Phosphosite functional scores
The functional scores were acquired from the functional landscape of human phosphoproteome paper30 (DOI: 10.1038/s41587-019-0344-3). The sites were mapped using UniProt IDs and site positions.
Kinase network (KMap)
The links between kinases were defined as the STRING protein-protein association score >400 or at least one protein-protein correlation >0.5 in one CPTAC cohort. This network covered 352 kinases connected by 3,238 edges (Supplementary Data 5).
Ground-truth data for CoPheeKSA development
To construct the positive KSAs for CoPheeKSA development, we overlapped the substrates from the ground truth with CoPheeMap (Ser/Thr) using fifteenmer sequences (+/− 7 amino acids), identifying 2353 positive KSAs.
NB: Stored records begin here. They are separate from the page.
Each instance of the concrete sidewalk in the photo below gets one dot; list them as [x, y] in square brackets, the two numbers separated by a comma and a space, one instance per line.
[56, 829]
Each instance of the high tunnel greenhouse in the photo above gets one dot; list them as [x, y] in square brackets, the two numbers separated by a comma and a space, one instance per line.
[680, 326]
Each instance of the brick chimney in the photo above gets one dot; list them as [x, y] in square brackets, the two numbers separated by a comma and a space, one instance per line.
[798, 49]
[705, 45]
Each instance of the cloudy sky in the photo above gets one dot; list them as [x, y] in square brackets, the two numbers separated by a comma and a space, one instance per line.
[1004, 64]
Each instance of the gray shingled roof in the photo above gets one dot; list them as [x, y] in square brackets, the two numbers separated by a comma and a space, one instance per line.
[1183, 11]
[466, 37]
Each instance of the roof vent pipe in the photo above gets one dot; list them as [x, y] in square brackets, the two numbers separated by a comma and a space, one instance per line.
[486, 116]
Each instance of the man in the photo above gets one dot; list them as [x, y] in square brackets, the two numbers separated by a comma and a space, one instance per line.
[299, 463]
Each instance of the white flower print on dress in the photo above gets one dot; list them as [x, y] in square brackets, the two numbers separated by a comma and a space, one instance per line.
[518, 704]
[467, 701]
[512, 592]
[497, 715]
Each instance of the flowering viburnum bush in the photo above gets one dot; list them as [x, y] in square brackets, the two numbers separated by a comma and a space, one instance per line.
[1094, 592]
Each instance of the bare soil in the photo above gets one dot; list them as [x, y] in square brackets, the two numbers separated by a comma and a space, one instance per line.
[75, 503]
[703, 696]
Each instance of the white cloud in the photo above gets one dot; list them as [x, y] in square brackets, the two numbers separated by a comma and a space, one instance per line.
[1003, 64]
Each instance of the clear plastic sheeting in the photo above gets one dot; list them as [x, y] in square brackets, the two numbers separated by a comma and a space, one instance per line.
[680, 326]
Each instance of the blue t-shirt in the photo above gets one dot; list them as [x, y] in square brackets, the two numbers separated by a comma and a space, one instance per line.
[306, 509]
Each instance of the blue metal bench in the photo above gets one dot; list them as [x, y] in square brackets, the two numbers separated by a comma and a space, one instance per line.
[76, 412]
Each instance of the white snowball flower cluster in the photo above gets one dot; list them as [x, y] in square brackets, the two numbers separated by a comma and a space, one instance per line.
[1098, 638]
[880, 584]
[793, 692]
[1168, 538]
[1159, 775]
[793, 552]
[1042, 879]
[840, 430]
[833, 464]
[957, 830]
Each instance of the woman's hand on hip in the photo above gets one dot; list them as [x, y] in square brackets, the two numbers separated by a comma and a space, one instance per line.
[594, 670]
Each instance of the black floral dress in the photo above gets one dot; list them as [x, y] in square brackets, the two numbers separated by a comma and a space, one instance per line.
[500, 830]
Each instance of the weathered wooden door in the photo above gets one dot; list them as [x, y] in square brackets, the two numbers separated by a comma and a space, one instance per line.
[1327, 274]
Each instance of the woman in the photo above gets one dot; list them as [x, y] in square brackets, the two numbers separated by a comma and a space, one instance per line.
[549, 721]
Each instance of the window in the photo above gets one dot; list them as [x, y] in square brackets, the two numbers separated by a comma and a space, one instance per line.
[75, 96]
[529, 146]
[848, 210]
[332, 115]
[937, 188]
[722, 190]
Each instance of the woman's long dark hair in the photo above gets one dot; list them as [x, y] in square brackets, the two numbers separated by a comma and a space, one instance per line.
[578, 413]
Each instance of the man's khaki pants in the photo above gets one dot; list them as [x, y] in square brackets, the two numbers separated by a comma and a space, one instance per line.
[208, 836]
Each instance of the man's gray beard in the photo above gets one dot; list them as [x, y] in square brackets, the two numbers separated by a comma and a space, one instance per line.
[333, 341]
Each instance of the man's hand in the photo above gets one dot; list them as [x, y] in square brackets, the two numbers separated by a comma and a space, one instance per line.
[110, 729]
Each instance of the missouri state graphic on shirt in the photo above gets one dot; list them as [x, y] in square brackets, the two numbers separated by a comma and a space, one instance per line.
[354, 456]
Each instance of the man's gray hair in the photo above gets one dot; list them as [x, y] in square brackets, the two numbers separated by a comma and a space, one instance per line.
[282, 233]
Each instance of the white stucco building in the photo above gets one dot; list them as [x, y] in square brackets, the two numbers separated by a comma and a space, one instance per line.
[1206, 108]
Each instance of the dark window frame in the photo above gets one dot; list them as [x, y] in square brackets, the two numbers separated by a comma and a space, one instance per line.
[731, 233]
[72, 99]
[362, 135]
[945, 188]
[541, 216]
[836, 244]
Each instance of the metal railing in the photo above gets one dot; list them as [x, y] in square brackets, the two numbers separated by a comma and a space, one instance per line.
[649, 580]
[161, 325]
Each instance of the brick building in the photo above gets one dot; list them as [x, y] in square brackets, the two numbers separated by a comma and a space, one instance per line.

For negative KSAs, we assigned known substrates of kinase A to kinase B if kinase A and B belonged to different kinase families and both phosphorylated Ser/Thr. If phosphosites were annotated as regulated by multiple kinases, the negative KSAs included only those where the site was not a target of any overlapping upstream kinases from the kinase groups of the kinases known to regulate the site. This approach yielded 114,530 negative KSAs (Supplementary Data 6).
Kinase activity scores
The kinase activity scores for a sample were calculated as the mean values of all known substrates from the ground truth quantified by phosphoproteomics for the sample. Each kinase activity score required the quantification of at least three substrates. To prevent information leakage, phosphosites in the test set were excluded before calculating the kinase activity scores using the known substrates. Additionally, for each KSA in the ground truth where the target site was on the kinase itself, the site abundance was excluded from the calculation of the kinase’s activity score.
Kinase motif scores
We derived kinase motifs from the positive ground-truth KSAs by collecting substrate sequences for each kinase, ensuring at least five substrates per kinase. For each kinase, using the 15-mer sequences of the substrates, we constructed a PSSM by calculating the frequency of each amino acid at each position and converting these frequencies to probabilities. The PSSMs were then used to score new substrates by summing the probabilities for each position. To prevent information leakage, test sites were excluded when deriving PSSMs for scoring the test sites.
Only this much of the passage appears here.